The most explicit nod to that stark division is in the different styles of
the two discs. Abattoir Blues is heavier, more rhythm-oriented;
Orpheus, while hardly a shrinking violet, tends toward piano and a
moderately softer tempo. Cave purposefully employs different drummers (Jim
Sclavunos on Abattoir and Thomas Wydleron on Lyre) for the
sessions, to ensure a different sound and feel for each. But this double
album is still unified by the ideas and questing concerns of Cave, a man
profoundly captivated by the bestial and the blessed within all of us.
On Abattoir Blues' fiery, tone-setting "Get Ready For Love," Cave
dons the tattered robes of what could be a wandering defrocked priest,
grimly observing "the miracle that was promised creeps quietly by." The
apocalyptic examination "Messiah Ward" ("The stars have been torn down / The
moon is locked away") and moodily prophetic ramble "Hiding All Away" ("There
is a war coming") tie into Abattoir's fatalistic sketch of a world
that's lost its moral bearing, and whose inhabitants will soon face divine
wrath.
Cave tempers the dire atmosphere by offering a beautifully orchestrated take
on working his way out of a creative cul-de-sac ("There She Goes, My
Beautiful World") and offering a heartfelt tribute to Johnny Cash ("Let The
Bells Ring"), which contains the elegantly reverential verse "There are
those of us not fit to tie / The laces of your shoes / Must remain behind to
testify / Through an elementary blues." Abattoir's skies may be
washed in crimson, but such a striking shade represents passion and creative
desire as much as it symbolizes Judgment Day.
The Lyre of Orpheus is saddled with the more subdued cuts of the two,
and while it fails to measure up to Abattoir, there's still a fair
amount of material worth chewing on. The title track is a cheeky
re-imagining of the well-worn Greek myth, with Orpheus favoring his art over
pleasures of the flesh, and destroying everything around him in the process.

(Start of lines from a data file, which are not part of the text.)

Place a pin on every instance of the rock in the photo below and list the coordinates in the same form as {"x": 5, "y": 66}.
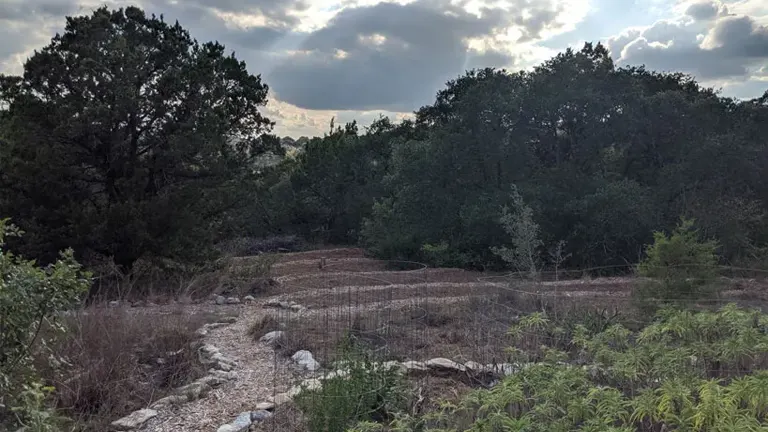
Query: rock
{"x": 297, "y": 308}
{"x": 311, "y": 384}
{"x": 445, "y": 364}
{"x": 229, "y": 376}
{"x": 134, "y": 420}
{"x": 260, "y": 415}
{"x": 193, "y": 391}
{"x": 475, "y": 367}
{"x": 265, "y": 406}
{"x": 272, "y": 303}
{"x": 272, "y": 337}
{"x": 503, "y": 368}
{"x": 281, "y": 398}
{"x": 168, "y": 401}
{"x": 305, "y": 359}
{"x": 211, "y": 381}
{"x": 411, "y": 366}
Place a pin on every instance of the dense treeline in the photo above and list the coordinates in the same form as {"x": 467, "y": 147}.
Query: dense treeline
{"x": 127, "y": 138}
{"x": 603, "y": 155}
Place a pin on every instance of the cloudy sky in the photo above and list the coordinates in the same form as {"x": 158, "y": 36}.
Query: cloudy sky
{"x": 357, "y": 59}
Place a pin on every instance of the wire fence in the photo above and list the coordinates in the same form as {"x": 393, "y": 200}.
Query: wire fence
{"x": 405, "y": 312}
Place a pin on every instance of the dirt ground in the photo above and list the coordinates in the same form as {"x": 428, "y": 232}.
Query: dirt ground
{"x": 400, "y": 310}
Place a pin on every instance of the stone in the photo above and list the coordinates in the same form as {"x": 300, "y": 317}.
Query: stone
{"x": 134, "y": 420}
{"x": 281, "y": 398}
{"x": 168, "y": 401}
{"x": 272, "y": 337}
{"x": 229, "y": 376}
{"x": 311, "y": 384}
{"x": 445, "y": 364}
{"x": 411, "y": 366}
{"x": 272, "y": 303}
{"x": 503, "y": 368}
{"x": 476, "y": 367}
{"x": 260, "y": 415}
{"x": 297, "y": 308}
{"x": 211, "y": 381}
{"x": 305, "y": 359}
{"x": 265, "y": 406}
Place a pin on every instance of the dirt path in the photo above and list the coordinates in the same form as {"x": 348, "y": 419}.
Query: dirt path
{"x": 259, "y": 375}
{"x": 302, "y": 278}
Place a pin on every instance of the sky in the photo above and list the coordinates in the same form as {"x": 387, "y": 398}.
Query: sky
{"x": 359, "y": 59}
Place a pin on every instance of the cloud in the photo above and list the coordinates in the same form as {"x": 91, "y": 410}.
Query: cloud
{"x": 705, "y": 10}
{"x": 712, "y": 46}
{"x": 387, "y": 56}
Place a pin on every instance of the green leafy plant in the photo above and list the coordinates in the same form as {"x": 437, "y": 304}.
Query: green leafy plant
{"x": 518, "y": 222}
{"x": 30, "y": 299}
{"x": 687, "y": 371}
{"x": 367, "y": 392}
{"x": 681, "y": 267}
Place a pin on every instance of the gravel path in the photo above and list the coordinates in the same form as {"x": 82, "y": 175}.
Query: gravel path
{"x": 260, "y": 375}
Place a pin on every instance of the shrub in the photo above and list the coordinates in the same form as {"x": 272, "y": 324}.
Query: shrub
{"x": 681, "y": 266}
{"x": 115, "y": 360}
{"x": 518, "y": 222}
{"x": 692, "y": 371}
{"x": 368, "y": 392}
{"x": 30, "y": 299}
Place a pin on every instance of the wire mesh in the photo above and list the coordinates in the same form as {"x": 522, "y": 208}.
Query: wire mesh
{"x": 404, "y": 311}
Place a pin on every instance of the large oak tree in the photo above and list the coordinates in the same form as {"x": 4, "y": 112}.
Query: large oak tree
{"x": 125, "y": 136}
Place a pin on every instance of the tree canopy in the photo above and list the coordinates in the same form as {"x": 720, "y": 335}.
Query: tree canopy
{"x": 127, "y": 137}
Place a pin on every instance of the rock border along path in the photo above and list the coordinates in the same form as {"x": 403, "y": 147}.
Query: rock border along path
{"x": 242, "y": 373}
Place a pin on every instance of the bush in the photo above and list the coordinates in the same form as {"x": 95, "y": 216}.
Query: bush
{"x": 518, "y": 222}
{"x": 368, "y": 392}
{"x": 687, "y": 371}
{"x": 681, "y": 266}
{"x": 115, "y": 361}
{"x": 30, "y": 299}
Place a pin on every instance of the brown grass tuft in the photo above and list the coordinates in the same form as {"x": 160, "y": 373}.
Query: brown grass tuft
{"x": 114, "y": 361}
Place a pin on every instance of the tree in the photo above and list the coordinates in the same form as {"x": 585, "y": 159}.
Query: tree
{"x": 127, "y": 137}
{"x": 30, "y": 299}
{"x": 518, "y": 222}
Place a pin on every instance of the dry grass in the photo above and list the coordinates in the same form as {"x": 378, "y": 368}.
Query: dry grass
{"x": 116, "y": 361}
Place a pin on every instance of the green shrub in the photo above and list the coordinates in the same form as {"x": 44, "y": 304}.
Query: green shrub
{"x": 30, "y": 299}
{"x": 688, "y": 371}
{"x": 681, "y": 267}
{"x": 368, "y": 392}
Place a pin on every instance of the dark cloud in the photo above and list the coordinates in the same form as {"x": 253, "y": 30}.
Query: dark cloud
{"x": 702, "y": 11}
{"x": 386, "y": 56}
{"x": 727, "y": 47}
{"x": 28, "y": 10}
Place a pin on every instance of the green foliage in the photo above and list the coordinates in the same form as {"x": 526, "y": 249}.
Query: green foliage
{"x": 127, "y": 137}
{"x": 368, "y": 392}
{"x": 681, "y": 266}
{"x": 524, "y": 255}
{"x": 30, "y": 298}
{"x": 442, "y": 255}
{"x": 686, "y": 371}
{"x": 602, "y": 155}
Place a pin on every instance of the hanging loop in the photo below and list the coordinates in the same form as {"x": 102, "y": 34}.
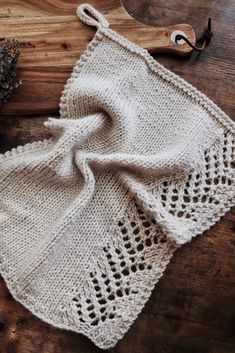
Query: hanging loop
{"x": 206, "y": 38}
{"x": 90, "y": 16}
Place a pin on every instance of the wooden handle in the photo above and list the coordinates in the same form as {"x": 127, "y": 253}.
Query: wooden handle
{"x": 52, "y": 40}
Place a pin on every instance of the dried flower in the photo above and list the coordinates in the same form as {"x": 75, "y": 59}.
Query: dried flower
{"x": 9, "y": 54}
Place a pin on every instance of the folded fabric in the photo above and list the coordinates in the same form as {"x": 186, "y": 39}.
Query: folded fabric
{"x": 138, "y": 164}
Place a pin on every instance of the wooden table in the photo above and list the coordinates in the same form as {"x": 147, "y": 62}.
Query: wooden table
{"x": 192, "y": 309}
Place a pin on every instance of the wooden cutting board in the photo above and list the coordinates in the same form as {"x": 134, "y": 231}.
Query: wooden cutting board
{"x": 53, "y": 38}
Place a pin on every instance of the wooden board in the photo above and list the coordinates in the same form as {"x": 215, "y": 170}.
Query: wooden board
{"x": 53, "y": 38}
{"x": 192, "y": 309}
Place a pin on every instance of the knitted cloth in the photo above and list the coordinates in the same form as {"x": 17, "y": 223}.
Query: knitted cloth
{"x": 138, "y": 164}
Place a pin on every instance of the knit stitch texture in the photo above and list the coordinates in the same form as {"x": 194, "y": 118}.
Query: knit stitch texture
{"x": 138, "y": 164}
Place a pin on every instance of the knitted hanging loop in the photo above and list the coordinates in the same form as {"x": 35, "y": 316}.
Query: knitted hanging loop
{"x": 138, "y": 164}
{"x": 89, "y": 15}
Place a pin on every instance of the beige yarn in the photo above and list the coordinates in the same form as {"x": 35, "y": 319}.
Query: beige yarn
{"x": 139, "y": 163}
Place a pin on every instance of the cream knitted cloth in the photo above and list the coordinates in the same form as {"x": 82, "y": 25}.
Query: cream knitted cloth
{"x": 139, "y": 163}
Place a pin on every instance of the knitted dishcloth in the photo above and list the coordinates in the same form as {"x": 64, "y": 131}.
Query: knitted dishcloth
{"x": 139, "y": 163}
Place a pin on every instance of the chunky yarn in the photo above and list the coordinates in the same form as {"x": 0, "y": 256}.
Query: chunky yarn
{"x": 138, "y": 164}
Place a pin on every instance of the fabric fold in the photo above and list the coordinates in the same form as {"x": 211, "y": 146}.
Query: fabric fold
{"x": 138, "y": 164}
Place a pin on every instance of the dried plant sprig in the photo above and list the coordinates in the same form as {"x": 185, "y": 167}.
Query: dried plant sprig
{"x": 9, "y": 55}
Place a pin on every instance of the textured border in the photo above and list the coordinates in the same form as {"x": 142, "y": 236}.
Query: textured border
{"x": 165, "y": 74}
{"x": 156, "y": 67}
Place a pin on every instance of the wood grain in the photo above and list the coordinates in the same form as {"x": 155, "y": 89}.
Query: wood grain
{"x": 52, "y": 40}
{"x": 192, "y": 309}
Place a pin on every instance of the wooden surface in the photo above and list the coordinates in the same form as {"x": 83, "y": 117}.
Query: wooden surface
{"x": 192, "y": 309}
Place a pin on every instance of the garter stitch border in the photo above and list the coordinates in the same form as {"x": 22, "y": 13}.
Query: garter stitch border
{"x": 102, "y": 32}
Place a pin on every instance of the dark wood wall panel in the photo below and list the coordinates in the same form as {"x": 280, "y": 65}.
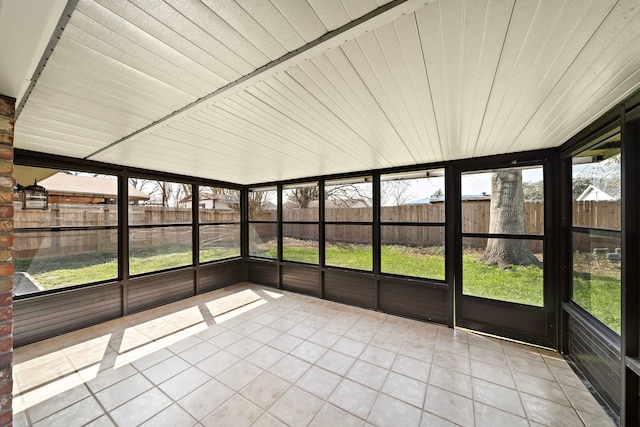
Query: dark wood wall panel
{"x": 350, "y": 288}
{"x": 597, "y": 361}
{"x": 263, "y": 273}
{"x": 157, "y": 289}
{"x": 216, "y": 276}
{"x": 303, "y": 279}
{"x": 46, "y": 316}
{"x": 420, "y": 301}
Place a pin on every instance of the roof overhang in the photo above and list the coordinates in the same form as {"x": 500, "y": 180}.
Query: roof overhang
{"x": 250, "y": 92}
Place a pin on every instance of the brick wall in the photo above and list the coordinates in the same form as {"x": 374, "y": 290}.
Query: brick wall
{"x": 7, "y": 110}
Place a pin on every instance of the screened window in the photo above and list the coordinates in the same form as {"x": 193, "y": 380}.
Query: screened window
{"x": 349, "y": 223}
{"x": 412, "y": 224}
{"x": 160, "y": 230}
{"x": 596, "y": 230}
{"x": 263, "y": 222}
{"x": 72, "y": 242}
{"x": 300, "y": 223}
{"x": 219, "y": 216}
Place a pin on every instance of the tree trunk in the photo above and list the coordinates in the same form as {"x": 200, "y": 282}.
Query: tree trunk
{"x": 507, "y": 217}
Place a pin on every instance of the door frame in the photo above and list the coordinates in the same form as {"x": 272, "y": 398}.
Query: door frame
{"x": 533, "y": 325}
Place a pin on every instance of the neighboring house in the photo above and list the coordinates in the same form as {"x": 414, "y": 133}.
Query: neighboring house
{"x": 594, "y": 194}
{"x": 81, "y": 189}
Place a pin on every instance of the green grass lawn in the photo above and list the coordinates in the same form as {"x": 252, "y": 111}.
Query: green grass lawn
{"x": 600, "y": 295}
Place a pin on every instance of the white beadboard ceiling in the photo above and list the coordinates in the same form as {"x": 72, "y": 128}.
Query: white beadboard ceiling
{"x": 255, "y": 91}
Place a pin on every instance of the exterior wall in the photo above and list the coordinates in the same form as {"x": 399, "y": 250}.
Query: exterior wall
{"x": 7, "y": 110}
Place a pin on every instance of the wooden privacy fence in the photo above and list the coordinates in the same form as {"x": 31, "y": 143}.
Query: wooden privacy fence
{"x": 476, "y": 217}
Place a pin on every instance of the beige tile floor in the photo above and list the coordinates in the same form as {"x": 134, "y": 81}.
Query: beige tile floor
{"x": 255, "y": 356}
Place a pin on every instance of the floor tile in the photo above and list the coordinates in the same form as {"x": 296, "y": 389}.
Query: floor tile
{"x": 285, "y": 342}
{"x": 405, "y": 389}
{"x": 265, "y": 334}
{"x": 500, "y": 397}
{"x": 265, "y": 357}
{"x": 265, "y": 390}
{"x": 296, "y": 407}
{"x": 349, "y": 347}
{"x": 431, "y": 420}
{"x": 450, "y": 406}
{"x": 531, "y": 367}
{"x": 79, "y": 413}
{"x": 237, "y": 412}
{"x": 354, "y": 398}
{"x": 239, "y": 375}
{"x": 388, "y": 411}
{"x": 492, "y": 373}
{"x": 205, "y": 399}
{"x": 302, "y": 331}
{"x": 119, "y": 393}
{"x": 268, "y": 420}
{"x": 294, "y": 360}
{"x": 491, "y": 356}
{"x": 387, "y": 341}
{"x": 174, "y": 415}
{"x": 166, "y": 369}
{"x": 336, "y": 362}
{"x": 109, "y": 377}
{"x": 199, "y": 352}
{"x": 367, "y": 374}
{"x": 324, "y": 338}
{"x": 330, "y": 415}
{"x": 290, "y": 368}
{"x": 582, "y": 400}
{"x": 549, "y": 413}
{"x": 319, "y": 381}
{"x": 217, "y": 363}
{"x": 417, "y": 350}
{"x": 489, "y": 416}
{"x": 244, "y": 347}
{"x": 591, "y": 420}
{"x": 413, "y": 368}
{"x": 309, "y": 351}
{"x": 453, "y": 381}
{"x": 540, "y": 387}
{"x": 140, "y": 409}
{"x": 184, "y": 383}
{"x": 452, "y": 361}
{"x": 56, "y": 402}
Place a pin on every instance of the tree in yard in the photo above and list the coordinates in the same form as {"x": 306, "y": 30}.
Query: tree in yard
{"x": 304, "y": 196}
{"x": 507, "y": 217}
{"x": 395, "y": 193}
{"x": 533, "y": 190}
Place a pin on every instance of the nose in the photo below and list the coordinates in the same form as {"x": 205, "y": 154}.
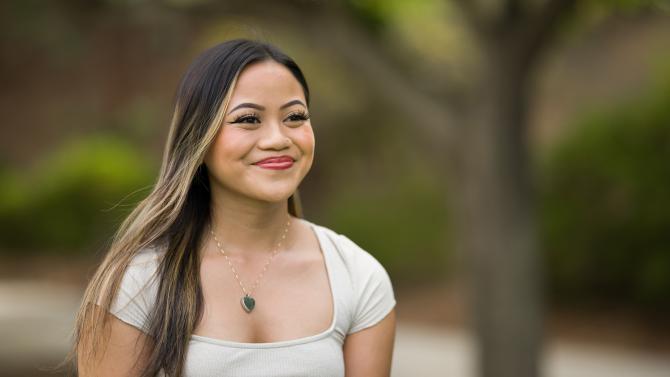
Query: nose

When he plucks his titular instrument for Eurydice, her "eyes popped from
their sockets and her tongue burst through her throat." Later, "birdies
detonated in the sky" and "bunnies dashed their brains out on the trees."
Finally, Orpheus stirs God's anger and is cast down to hell. Cave's mixing
of religions works because of the absurdist framework he's contrived.
"Babe, You Turn Me On" contains a line the perfectly encapsulates the
loftier notions of love and joy with the baser needs of the flesh: "I put
one hand on your round ripe heart / And the other down your panties." The
excessively pleading "O Children," featuring the London Community Gospel
Choir (which also appears on Abattoir), is the most glaring false
note; Cave simply doesn't do blind optimism convincingly. The future may be
in the children, as the song tritely indicates, but Cave's hardly the most
adroit messenger for such a sentiment. His talent lies in navigating
thornier moralistic hinterlands.
Unsurprisingly, Cave's overriding thematic goal of reconciling morality with
desire on Abattoir Blues / The Lyre of Orpheus falls short of its
mark. But with such a complex and difficult target, that's to be expected --
it's rare enough to find any artist willing to reach so far. As long as Cave
continues pondering the imponderables, however, we can count on more albums
like this ambitious double shot, which nearly scores a bull's-eye.